Area | Task | Model | Dataset | QSL size | Quality | Server latency constraint |
Vision | Image classification | ResNet50-v1.5 | ImageNet (224x224) | 1024 | 99% of FP32 (76.46%) | 15 ms |
Vision | Object detection | RetinaNet | OpenImages (800x800) | 64 | 99% of FP32 (0.3755 mAP) | 100 ms |
Vision | Medical image segmentation | 3D U-Net | KiTS 2019 | 42 | 99% of FP32 and 99.9% of FP32 (0.86330 mean DICE score) | N/A |
Speech | Speech-to-text | RNN-T | Librispeech dev-clean (samples < 15 seconds) | 2513 | 99% of FP32 (1 -WER, where WER=7.452253714852645%) | 1000 ms |
Language | Language processing | BERT | SQuAD v1.1 (max_seq_len=384) | 10833 | 99% of FP32 and 99.9% of FP32 (f1_score=90.874%) | 130 ms |
Commerce | Recommendation | DLRM | 1TB Click Logs | 204800 | 99% of FP32 and 99.9% of FP32 (AUC=80.25%) | 30 ms |
Each data center benchmark requires the following scenarios:
Area | Task | Required scenarios |
Vision | Image classification | Server, Offline |
Vision | Object detection | Server, Offline |
Vision | Medical image segmentation | Offline |
Speech | Speech-to-text | Server, Offline |
Language | Language processing | Server, Offline |
Commerce | Recommendation | Server, Offline |
Area | Task | Model | Dataset | QSL size | Quality |
Vision | Image classification | ResNet50-v1.5 | ImageNet (224x224) | 1024 | 99% of FP32 (76.46%) |
Vision | Object detection | RetinaNet | OpenImages (800x800) | 64 | 99% of FP32 (0.3755 mAP) |
Vision | Medical image segmentation | 3D U-Net | KiTS 2019 | 42 | 99% of FP32 and 99.9% of FP32 (0.86330 mean DICE score) |
Speech | Speech-to-text | RNN-T | Librispeech dev-clean (samples < 15 seconds) | 2513 | 99% of FP32 (1 -WER, where WER=7.452253714852645%) |
Language | Language processing | BERT | SQuAD v1.1 (max_seq_len=384) | 10833 | 99% of FP32 (f1_score=90.874%) |
Each Edge benchmark requires the following scenarios:
Area | Task | Required scenarios |
Vision | Image classification | Single Stream, Multistream, Offline |
Vision | Object detection | Single Stream, Multistream, Offline |
Vision | Medical image segmentation | Single Stream, Offline |
Speech | Speech-to-text | Single Stream, Offline |
Language | Language processing | Single Stream, Offline |
MLPerf Inference uses compliance testing to ensure each submitter is submitting to the benchmark fairly.
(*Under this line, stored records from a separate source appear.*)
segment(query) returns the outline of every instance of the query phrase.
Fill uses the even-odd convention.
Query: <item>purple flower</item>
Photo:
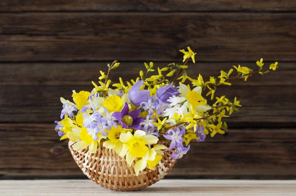
[[[173,83],[169,85],[166,85],[160,87],[156,92],[156,95],[159,100],[165,104],[169,104],[168,99],[170,97],[173,97],[174,95],[176,96],[180,94],[178,92],[179,87],[173,86]]]
[[[158,115],[161,115],[164,112],[164,111],[169,108],[169,105],[164,104],[163,103],[159,102],[157,106],[156,106],[156,113]]]
[[[83,117],[83,126],[89,128],[91,125],[95,124],[98,118],[101,118],[102,115],[98,112],[95,112],[90,115],[87,113],[85,113],[82,114],[82,117]]]
[[[95,107],[94,106],[94,99],[96,97],[98,97],[99,94],[97,92],[95,93],[93,93],[93,92],[94,90],[93,90],[90,93],[90,95],[88,97],[88,103],[89,103],[89,104],[82,107],[81,110],[81,112],[83,113],[87,110],[90,109],[91,108],[92,108],[93,111],[94,111],[96,110]]]
[[[106,116],[103,117],[102,119],[106,121],[108,125],[113,126],[117,128],[117,122],[114,121],[114,120],[117,120],[117,118],[115,116],[110,114],[106,107],[104,107],[104,110],[106,113]]]
[[[148,114],[151,115],[153,112],[153,109],[155,109],[157,105],[157,102],[153,97],[149,97],[147,102],[143,102],[141,103],[141,106],[143,108],[145,111],[149,110]]]
[[[149,98],[149,95],[150,94],[149,90],[139,90],[144,83],[143,81],[136,82],[128,92],[128,98],[134,106],[140,106],[142,102],[147,102]]]
[[[150,116],[148,115],[146,116],[146,119],[143,120],[141,123],[140,123],[140,125],[144,125],[144,130],[148,130],[149,128],[155,127],[154,125],[152,123],[152,122],[155,122],[155,120],[153,119],[149,120]]]
[[[61,119],[63,119],[64,116],[68,114],[68,116],[70,118],[74,116],[73,113],[74,111],[77,111],[77,108],[74,106],[69,105],[66,103],[63,104],[63,110],[61,112]]]
[[[206,135],[203,133],[204,129],[205,128],[203,125],[202,125],[200,127],[198,127],[195,131],[196,137],[199,138],[199,140],[196,140],[196,141],[198,142],[204,141],[206,139]]]
[[[115,112],[112,115],[114,116],[121,124],[122,128],[131,128],[135,129],[141,129],[142,127],[139,124],[145,119],[145,118],[139,117],[142,111],[141,108],[128,112],[128,105],[125,103],[121,112]]]
[[[95,127],[94,125],[92,125],[90,127],[87,128],[87,133],[90,136],[91,136],[91,138],[93,140],[97,140],[99,138],[97,136],[97,135],[99,132],[97,130],[95,129]]]
[[[178,152],[177,153],[173,152],[172,153],[172,158],[173,159],[181,159],[183,157],[183,155],[186,154],[187,152],[190,149],[190,145],[188,145],[187,147],[178,147],[177,148]]]
[[[108,133],[105,131],[105,130],[110,130],[111,127],[107,125],[107,122],[104,120],[102,115],[97,116],[95,119],[96,122],[90,126],[90,128],[93,128],[94,130],[97,134],[101,132],[103,136],[106,136]]]
[[[180,130],[178,127],[175,127],[174,130],[169,130],[167,134],[163,134],[164,138],[171,140],[169,150],[172,149],[176,146],[177,147],[183,146],[183,131]]]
The compliance testing asserts that the accuracy matches the expected values, the results are not cached, and there is no fine-tuning for a specific seed of the LoadGen.
MLPerf Inference also supports measuring the entire power of the system. There is a specific client/server methodology to assessing the power consumed while running the workload on the SUT.